Ve sonra İslamofobinin yaygınlaşmasından şikâyet ediyoruz.
KATİL, TELEVİZYONDA YAKALANDI
GEÇEN gün televizyonda bir katil daha yakalandı.
Bu cümlenin ne kadar tuhaf olduğunu düşündüm yazarken. Ama gerçek bu ki bazı katiller artık televizyon programlarında suçlarını itiraf edip yakalanıyorlar.
Son katili yakalayan Fox’taki program, Kaybolan Çiçekler.
16 yaşındaki kızları sekiz ay önce kaybolmuş bir aile, sunucu İnci Ertuğrul’un soruları üzerine sıkıştı, ekibin bulduğu deliller ortaya kondu ve sonunda anne, kızını, sevgilisinin öldürdüğünü açıkladı.
Talihsiz kızcağız, annesi ile sevgilisini yakalamış ve sevgili annenin de yardımıyla kızı öldürüp cesedi yok etmiş.
Katiller, programın bitmesinden sonra jandarma tarafından gözaltına alındılar.
Benzeri diğer programlarda da böyle durumlara sıkça rastlıyoruz. Özellikle ATV’deki Müge Anlı’nın başarılarını da anmam gerek.

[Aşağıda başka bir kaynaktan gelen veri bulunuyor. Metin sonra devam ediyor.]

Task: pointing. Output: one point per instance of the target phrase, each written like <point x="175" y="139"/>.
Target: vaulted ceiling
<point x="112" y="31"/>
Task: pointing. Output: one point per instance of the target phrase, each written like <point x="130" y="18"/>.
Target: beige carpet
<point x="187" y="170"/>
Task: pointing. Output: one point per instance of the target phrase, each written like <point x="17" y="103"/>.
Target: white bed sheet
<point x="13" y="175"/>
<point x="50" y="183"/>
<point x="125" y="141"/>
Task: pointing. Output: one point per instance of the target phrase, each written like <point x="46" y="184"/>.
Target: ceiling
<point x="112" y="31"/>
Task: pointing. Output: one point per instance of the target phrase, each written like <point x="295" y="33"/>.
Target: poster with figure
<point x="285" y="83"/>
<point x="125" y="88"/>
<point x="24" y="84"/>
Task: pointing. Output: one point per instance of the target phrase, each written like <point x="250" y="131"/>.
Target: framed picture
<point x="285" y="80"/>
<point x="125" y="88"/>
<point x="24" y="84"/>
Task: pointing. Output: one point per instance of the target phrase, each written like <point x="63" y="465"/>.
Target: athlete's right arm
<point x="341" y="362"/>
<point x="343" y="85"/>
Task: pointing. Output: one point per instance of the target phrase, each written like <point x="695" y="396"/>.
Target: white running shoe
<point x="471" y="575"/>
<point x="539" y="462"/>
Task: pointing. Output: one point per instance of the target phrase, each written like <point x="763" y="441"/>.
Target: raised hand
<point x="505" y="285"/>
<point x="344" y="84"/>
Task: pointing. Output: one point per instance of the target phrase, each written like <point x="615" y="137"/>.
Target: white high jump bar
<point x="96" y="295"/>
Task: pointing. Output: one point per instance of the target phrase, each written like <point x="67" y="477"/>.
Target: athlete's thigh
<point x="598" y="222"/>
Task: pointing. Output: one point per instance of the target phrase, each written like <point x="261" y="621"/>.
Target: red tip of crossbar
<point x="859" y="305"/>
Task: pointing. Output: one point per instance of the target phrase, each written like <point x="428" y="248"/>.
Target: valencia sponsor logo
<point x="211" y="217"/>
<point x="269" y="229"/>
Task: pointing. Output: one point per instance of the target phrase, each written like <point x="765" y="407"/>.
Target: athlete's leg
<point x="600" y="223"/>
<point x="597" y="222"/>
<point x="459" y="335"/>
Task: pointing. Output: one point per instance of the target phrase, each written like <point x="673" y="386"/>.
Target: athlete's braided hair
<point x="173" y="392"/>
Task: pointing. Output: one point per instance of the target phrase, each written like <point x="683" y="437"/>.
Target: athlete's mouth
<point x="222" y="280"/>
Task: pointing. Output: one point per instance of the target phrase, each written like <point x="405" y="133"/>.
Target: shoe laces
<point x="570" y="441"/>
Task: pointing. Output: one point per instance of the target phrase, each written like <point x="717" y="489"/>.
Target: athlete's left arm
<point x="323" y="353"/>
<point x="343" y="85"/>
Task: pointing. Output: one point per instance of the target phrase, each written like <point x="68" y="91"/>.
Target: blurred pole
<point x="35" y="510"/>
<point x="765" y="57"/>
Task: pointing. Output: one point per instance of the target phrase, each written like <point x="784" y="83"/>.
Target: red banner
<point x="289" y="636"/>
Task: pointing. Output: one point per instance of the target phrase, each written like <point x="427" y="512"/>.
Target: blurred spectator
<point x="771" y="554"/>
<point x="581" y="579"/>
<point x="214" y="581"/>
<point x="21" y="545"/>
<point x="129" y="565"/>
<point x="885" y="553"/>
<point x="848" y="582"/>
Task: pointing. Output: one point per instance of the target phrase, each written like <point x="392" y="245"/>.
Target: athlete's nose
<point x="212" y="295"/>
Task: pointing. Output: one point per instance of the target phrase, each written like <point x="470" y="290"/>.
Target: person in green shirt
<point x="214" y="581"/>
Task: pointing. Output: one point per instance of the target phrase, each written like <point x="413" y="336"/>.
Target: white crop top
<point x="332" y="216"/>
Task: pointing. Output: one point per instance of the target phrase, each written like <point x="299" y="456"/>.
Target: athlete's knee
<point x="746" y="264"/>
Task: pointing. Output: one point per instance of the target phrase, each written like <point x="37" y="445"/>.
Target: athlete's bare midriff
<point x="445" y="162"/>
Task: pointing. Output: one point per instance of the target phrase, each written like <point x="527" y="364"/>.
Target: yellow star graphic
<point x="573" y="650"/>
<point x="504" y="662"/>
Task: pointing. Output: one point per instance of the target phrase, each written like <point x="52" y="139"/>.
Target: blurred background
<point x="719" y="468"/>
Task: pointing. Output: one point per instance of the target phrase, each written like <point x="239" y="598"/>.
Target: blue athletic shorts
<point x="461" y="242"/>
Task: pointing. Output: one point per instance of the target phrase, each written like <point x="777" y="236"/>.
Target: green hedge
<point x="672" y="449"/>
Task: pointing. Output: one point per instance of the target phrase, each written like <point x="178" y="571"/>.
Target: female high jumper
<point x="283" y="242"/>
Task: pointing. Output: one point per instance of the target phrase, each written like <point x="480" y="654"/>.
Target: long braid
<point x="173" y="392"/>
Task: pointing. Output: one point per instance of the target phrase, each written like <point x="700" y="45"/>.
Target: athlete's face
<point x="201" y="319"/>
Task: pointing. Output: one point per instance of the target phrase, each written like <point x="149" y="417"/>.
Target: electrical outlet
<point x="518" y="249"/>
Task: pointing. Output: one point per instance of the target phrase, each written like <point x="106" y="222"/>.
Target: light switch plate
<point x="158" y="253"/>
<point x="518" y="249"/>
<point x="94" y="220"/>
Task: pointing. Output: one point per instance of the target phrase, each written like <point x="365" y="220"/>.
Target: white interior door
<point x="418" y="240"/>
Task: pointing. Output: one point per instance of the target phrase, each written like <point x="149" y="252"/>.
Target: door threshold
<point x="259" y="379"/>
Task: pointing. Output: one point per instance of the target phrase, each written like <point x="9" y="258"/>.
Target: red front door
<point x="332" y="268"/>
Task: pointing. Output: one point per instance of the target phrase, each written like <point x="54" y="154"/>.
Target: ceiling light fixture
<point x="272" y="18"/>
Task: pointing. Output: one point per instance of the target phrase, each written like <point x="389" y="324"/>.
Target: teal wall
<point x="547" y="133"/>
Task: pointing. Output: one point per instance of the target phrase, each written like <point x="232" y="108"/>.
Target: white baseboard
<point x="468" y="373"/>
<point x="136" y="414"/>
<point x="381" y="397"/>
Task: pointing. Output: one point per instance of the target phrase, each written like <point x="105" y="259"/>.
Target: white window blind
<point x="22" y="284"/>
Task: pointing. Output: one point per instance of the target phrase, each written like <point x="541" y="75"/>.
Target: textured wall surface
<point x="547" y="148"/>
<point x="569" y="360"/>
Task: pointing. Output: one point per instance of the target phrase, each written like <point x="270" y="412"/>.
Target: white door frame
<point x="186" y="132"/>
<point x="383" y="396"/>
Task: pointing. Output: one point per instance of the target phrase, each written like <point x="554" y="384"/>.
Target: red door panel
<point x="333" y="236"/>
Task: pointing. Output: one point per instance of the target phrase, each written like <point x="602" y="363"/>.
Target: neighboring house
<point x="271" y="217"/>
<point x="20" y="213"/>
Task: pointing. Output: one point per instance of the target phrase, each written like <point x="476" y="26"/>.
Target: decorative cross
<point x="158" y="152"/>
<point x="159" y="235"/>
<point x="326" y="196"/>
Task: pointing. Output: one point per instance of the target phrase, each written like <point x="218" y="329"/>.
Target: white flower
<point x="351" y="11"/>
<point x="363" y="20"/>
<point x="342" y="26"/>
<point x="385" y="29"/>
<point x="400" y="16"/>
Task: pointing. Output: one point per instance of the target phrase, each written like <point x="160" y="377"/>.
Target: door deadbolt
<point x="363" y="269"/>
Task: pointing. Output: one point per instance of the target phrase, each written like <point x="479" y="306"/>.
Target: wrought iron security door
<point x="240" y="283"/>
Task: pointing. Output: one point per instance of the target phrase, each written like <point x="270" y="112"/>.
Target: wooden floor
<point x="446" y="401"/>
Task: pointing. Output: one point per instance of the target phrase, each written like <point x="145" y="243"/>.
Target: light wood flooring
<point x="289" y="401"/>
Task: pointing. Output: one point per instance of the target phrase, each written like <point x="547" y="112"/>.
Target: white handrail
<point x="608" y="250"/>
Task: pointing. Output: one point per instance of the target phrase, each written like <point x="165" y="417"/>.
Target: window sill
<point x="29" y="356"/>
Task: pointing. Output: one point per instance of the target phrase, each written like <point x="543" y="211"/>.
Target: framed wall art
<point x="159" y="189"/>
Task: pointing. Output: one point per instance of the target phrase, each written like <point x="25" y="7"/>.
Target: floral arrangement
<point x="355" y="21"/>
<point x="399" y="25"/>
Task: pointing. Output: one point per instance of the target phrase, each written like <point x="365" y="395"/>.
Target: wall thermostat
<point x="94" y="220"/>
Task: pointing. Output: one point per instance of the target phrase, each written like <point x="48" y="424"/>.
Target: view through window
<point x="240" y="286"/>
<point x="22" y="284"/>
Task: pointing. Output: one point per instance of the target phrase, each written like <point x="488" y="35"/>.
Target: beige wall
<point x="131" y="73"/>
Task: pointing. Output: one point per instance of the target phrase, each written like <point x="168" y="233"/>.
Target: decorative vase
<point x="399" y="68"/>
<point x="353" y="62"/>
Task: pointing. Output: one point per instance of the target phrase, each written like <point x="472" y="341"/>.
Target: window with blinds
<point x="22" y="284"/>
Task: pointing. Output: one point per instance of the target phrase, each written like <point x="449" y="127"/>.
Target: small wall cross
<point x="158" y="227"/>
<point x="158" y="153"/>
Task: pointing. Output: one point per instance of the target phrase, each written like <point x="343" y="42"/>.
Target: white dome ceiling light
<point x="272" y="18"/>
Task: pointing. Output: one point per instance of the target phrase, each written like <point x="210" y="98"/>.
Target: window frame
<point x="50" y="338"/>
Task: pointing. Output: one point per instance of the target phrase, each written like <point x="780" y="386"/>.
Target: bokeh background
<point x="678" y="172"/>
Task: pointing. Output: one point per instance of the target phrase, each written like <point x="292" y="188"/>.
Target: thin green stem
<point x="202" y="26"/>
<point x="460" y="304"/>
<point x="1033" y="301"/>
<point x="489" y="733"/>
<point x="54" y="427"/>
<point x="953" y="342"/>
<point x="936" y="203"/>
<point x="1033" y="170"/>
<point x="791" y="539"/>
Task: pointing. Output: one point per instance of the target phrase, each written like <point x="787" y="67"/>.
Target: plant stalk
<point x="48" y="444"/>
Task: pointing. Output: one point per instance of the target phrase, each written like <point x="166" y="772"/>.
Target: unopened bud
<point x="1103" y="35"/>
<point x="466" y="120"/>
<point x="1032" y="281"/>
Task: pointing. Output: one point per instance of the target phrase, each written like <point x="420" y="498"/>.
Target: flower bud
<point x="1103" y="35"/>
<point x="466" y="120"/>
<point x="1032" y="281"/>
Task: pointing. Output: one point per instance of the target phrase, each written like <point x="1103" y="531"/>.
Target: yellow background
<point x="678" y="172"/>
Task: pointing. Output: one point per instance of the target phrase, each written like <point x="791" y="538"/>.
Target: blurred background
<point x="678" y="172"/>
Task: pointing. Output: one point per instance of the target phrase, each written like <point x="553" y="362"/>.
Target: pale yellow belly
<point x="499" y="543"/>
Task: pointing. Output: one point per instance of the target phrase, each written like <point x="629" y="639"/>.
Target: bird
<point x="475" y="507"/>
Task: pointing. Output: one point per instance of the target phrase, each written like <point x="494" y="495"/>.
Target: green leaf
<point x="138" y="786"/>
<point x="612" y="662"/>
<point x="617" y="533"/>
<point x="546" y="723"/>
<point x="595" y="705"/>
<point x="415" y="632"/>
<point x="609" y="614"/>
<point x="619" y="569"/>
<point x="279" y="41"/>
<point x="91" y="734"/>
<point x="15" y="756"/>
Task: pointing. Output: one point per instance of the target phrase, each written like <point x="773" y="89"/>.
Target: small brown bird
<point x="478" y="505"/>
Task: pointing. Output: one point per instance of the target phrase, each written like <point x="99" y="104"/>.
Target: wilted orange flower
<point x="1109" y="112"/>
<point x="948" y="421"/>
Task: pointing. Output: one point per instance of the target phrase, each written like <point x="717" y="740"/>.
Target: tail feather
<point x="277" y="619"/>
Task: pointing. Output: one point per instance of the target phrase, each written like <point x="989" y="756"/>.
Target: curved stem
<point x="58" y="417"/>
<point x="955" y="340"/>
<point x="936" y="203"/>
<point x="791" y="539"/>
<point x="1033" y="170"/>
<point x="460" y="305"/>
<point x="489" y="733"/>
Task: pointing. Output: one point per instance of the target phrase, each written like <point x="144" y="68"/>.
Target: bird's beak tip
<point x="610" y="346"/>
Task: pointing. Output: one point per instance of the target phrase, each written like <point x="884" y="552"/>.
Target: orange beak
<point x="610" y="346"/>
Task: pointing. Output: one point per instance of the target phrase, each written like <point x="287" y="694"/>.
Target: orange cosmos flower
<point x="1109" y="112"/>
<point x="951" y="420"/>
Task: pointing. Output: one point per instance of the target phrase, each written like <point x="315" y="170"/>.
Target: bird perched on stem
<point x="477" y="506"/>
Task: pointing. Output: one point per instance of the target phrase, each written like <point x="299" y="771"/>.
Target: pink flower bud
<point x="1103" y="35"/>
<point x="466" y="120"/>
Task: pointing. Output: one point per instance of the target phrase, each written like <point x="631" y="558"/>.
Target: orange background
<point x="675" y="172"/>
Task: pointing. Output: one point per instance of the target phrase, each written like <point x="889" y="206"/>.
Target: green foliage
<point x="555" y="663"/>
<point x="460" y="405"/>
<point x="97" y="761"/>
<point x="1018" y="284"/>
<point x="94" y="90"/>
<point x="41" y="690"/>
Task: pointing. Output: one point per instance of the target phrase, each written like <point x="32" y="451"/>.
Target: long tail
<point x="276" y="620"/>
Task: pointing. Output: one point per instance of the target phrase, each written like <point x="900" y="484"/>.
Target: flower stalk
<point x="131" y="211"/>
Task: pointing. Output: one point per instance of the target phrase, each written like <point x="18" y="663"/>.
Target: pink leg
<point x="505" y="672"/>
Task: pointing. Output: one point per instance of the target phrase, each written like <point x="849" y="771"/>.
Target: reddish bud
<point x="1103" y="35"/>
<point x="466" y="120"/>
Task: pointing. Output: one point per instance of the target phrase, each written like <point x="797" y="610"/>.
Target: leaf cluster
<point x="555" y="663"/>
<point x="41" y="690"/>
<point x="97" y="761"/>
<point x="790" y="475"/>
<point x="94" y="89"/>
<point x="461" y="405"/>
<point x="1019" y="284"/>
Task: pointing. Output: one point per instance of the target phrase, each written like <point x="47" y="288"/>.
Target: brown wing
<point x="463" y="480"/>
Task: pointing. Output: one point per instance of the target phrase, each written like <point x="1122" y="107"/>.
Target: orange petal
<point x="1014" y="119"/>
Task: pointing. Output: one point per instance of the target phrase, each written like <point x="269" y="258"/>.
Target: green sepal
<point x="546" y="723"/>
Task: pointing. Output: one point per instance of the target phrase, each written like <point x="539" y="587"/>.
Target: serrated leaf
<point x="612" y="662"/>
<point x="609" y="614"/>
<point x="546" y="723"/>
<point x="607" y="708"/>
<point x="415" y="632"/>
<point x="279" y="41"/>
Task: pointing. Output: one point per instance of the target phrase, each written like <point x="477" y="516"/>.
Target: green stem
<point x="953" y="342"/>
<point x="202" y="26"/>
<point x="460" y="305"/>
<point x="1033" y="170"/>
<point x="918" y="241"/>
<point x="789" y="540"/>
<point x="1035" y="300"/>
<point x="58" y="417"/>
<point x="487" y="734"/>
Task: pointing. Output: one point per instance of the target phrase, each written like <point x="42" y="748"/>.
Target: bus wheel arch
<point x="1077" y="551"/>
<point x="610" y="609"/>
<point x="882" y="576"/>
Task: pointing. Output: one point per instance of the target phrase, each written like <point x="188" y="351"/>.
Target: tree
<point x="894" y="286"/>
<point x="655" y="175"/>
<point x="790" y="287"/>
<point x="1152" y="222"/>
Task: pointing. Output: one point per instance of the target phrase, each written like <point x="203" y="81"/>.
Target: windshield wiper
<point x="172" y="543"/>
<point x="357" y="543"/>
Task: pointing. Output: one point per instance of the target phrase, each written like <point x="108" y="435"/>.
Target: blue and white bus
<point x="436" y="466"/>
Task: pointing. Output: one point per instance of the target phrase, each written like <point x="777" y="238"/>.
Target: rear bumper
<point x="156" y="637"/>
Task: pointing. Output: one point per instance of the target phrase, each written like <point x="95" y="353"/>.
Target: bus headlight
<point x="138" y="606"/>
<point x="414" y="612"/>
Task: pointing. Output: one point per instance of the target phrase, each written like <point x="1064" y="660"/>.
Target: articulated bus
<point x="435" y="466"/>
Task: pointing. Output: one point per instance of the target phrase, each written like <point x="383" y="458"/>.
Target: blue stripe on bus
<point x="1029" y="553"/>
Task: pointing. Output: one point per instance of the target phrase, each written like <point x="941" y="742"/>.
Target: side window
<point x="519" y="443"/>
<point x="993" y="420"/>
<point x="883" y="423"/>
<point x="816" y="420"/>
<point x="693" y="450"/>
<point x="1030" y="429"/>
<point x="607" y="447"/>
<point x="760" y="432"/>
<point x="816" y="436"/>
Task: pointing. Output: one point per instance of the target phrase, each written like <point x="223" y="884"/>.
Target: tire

Faili bulunmamış cinayetler masaya yatırılıyor, televizyon ekranında sıkı bir sorgu başlıyor, bu arada programı hazırlayan ekibin araştırmayla ele geçirdikleri deliller ortaya konuyor ve katiller suçlarını itiraf ediyorlar.
Merak ettiğim şey, bunun neden poliste ya da jandarmada yapılamadığı.
Normal olarak polis ve jandarma dedektifleri, sunuculardan daha tecrübeli ve bilgili olmalı bu tür konularda.
Bir televizyon habercisinin bile ulaşabildiği kanıtlara, polisin ya da jandarmanın ulaşması daha kolay ve daha da hızlı olabilir üstelik.
Ama yine de bazı katilleri yakalamak, televizyon programlarına kalıyor.
Neden? Polis ve jandarmanın bu işlere ayıracak adamı mı yok? Yoksa bunun sebebi, bazılarının işlerinin gereklerini yerine getirmekte gönülsüz davranmaları, tembellik etmeleri mi?
Bunu açıklamak da herhalde öncelikle İçişleri Bakanı’na düşüyor.
YİNE ‘SİYASİ AYAK’ MESELESİ
FETÖ’nün, mülki idare kadrolarındaki yapılanması ile ilgili iddianame hazırlandı. 13’ü tutuklu, 15 eski vali hakkında üçer kez idam cezası isteniyor.
Savcının iddianamesine göre, Fetullahçı olmak, mülki idarede üst düzey görevlere gelmek için “asli şart” haline gelmiş.
Fetullahçı olmayan birisinin kaymakamlık sınavını kazanması da zor, daha sonra bakanlık içinde önemli mevkilere gelmesi, vali, genel müdür olması da.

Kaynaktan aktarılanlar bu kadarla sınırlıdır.